Leticia pointed at the prep procedure chart. “Here,” she said. “Look at how they are made.”
These burgers’ instructions were also there, but I wanted to make them without relying on the chart. I had seen it before, many times, and had to have it memorized by then. So I tried, taking care of the Big Mac first.
“You know what paper to use for the Big Mac?” Leticia asked.
I smiled. “Trick question. That one goes in a box,” I said and then picked up one of the boxes piled up next to the wrappers. The three kinds of boxes were there, one next to the other. “All of the big burgers have boxes instead of wrappers.”
Leticia clapped her hands. “Good job!”
Reina, Fatima, and Gabby followed suit.
I opened up the box and made the infamous Big Mac. The lettuce we used for this burger was the iceberg lettuce, the shredded one that made me think of confetti every time I saw it. We used two 10:1 patties for that one. The tricky part was the middle bun, that piece of unnecessary trouble someone thought would make the burger unique. Leticia smelled my hesitation.
“Put the base on your left and the crown on your right,” Marlen said.
I hadn’t noticed, but Marlen and Juanita were still looking at me.
“Let him do it,” Leticia said, feigning anger. “He has to learn on his own.”
“What about the middle one?” I asked.
“We put the secret sauce, onions, lettuce, American cheese, and a piece of meat on the bottom, then the middle bun on top of it.”
I did as she instructed. “What so secret about the sauce?” I asked.
“Nobody knows what’s made of,” Gabby said, trying to sound mysterious.
“It’s Thousand Island,” Fatima said.
I hadn’t heard of that sauce before, so I guessed it was kind of secret for me.

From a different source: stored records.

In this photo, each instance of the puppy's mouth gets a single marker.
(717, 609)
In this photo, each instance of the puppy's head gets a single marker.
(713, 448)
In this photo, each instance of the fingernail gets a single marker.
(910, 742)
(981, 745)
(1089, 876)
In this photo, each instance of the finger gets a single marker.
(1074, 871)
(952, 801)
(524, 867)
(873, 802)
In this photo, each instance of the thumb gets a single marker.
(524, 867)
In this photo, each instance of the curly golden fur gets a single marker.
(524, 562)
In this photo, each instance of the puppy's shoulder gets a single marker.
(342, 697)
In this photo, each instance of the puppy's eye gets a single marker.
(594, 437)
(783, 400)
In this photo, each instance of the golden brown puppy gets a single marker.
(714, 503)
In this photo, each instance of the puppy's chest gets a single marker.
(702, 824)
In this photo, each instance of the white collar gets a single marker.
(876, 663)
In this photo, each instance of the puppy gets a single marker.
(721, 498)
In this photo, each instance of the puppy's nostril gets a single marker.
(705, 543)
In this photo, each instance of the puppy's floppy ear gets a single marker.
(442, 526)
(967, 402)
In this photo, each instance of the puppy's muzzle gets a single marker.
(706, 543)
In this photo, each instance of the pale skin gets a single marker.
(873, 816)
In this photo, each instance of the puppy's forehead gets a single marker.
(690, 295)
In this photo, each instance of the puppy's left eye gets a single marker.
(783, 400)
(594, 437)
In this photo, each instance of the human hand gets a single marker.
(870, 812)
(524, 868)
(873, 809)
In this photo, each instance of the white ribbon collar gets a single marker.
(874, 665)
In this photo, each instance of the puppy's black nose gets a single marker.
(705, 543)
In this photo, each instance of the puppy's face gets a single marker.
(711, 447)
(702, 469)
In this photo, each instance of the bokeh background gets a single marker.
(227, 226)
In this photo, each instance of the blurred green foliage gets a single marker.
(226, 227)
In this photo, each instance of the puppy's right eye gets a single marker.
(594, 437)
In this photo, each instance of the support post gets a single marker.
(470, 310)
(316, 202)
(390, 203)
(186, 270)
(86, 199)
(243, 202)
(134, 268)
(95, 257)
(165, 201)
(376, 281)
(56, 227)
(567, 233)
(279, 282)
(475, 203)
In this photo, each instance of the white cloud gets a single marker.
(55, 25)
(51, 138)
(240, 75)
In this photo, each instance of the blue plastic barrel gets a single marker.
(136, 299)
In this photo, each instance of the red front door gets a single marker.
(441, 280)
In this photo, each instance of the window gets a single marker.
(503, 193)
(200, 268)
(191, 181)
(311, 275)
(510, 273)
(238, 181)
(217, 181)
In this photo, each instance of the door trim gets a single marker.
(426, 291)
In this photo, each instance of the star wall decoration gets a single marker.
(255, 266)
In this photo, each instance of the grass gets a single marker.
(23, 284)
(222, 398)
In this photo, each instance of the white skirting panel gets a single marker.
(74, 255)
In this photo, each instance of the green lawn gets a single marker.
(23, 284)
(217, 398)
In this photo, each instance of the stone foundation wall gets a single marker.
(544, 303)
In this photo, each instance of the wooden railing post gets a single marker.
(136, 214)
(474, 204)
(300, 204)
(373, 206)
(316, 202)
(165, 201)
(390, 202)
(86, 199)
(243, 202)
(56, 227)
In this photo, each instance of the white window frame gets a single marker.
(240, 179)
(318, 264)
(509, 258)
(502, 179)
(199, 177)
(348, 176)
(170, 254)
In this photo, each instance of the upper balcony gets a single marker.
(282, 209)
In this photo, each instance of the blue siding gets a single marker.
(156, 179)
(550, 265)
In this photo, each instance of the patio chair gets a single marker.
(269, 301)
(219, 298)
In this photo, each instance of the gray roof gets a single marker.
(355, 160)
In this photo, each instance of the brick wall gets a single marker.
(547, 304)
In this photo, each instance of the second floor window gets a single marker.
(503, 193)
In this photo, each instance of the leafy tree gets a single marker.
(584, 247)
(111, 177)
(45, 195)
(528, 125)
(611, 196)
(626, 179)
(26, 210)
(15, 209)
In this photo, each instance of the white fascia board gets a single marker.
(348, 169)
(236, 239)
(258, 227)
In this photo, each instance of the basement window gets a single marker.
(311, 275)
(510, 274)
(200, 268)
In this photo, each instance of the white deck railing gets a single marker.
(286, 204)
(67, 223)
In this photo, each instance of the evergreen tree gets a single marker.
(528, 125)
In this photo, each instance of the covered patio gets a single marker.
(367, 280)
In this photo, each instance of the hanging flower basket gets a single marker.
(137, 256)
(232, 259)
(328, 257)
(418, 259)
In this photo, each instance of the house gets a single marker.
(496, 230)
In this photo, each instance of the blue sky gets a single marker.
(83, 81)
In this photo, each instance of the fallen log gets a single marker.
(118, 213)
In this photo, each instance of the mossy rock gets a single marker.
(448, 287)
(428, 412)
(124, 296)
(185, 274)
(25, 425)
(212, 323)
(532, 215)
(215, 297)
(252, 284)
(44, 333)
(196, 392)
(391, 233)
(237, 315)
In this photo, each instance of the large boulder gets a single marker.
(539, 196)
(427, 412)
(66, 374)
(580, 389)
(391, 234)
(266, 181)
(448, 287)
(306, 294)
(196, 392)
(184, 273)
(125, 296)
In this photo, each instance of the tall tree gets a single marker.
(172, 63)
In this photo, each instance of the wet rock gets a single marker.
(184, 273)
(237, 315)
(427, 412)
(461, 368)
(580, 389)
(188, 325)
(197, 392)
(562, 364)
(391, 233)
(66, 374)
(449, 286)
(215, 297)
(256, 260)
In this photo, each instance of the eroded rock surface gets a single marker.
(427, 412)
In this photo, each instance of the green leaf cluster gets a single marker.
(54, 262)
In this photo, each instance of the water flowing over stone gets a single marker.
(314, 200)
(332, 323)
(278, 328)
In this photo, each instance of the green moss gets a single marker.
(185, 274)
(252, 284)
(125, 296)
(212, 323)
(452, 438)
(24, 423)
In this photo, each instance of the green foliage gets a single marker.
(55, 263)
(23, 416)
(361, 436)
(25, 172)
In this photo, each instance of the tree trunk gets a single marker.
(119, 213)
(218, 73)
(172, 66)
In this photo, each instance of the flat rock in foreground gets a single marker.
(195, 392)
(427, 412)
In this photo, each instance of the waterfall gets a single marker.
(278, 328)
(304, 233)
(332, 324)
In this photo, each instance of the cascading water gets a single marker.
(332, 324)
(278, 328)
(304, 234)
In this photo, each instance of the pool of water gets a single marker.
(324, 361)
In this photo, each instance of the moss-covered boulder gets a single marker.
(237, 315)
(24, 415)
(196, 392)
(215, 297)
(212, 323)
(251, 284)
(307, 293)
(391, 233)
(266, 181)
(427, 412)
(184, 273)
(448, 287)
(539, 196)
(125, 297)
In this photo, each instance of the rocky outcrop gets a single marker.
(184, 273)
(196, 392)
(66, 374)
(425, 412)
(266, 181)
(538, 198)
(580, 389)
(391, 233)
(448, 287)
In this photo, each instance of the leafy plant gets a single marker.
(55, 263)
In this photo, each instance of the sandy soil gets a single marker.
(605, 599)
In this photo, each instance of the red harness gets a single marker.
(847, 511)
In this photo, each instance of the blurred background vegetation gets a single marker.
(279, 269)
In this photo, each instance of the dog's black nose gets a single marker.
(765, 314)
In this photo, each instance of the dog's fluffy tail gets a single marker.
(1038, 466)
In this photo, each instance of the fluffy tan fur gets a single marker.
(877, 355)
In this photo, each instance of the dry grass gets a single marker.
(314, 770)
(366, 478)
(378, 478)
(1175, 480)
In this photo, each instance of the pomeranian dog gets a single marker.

Leticia pointed at the chart. “Now put the middle bun on top of the base, and on top put everything you put on the bottom, plus three pickles.”
“Then, the crown?”
“Yes, then the crown.”
I did that and then sent the box skating toward the heated landing zone.
“Now do the Quarter Pounder,” Leticia said.
“Oh, that’s my favorite.”
“You remember how to do it without looking at the chart?”
“No. But I remember how to eat it.”
She smiled. “Funny.”
The Quarter Pounder was the cheeseburger’s older brother, somewhat easier to make. It came with the same ingredients, but the only difference was the latter came with an extra slice of cheese and the 4:1 meat. I made it, put it in its box, and pushed it towards the landing zone. The Big & Tasty, however, was a different kind of devil. For that one, I had to look at the chart.
“Grab the Quarter Pounder bun,” Leticia said.
I put it into the toaster and got the box from the pile. I looked at the chart and memorized the position of the ingredients. I put ketchup and mayo on the crown, a slice of Swiss cheese on the base, and a piece of 4:1 meat, then another piece of cheese, lettuce, tomato, and the base, put it inside the box, and voila!
“I did it!” I said, feeling the electrifying goosebumps of victory all through my body.
Gabby looked at me and said, “I think you’re ready.”
“To be a manager?”
“No,” Gabby said. “You are ready to meet with Monte.”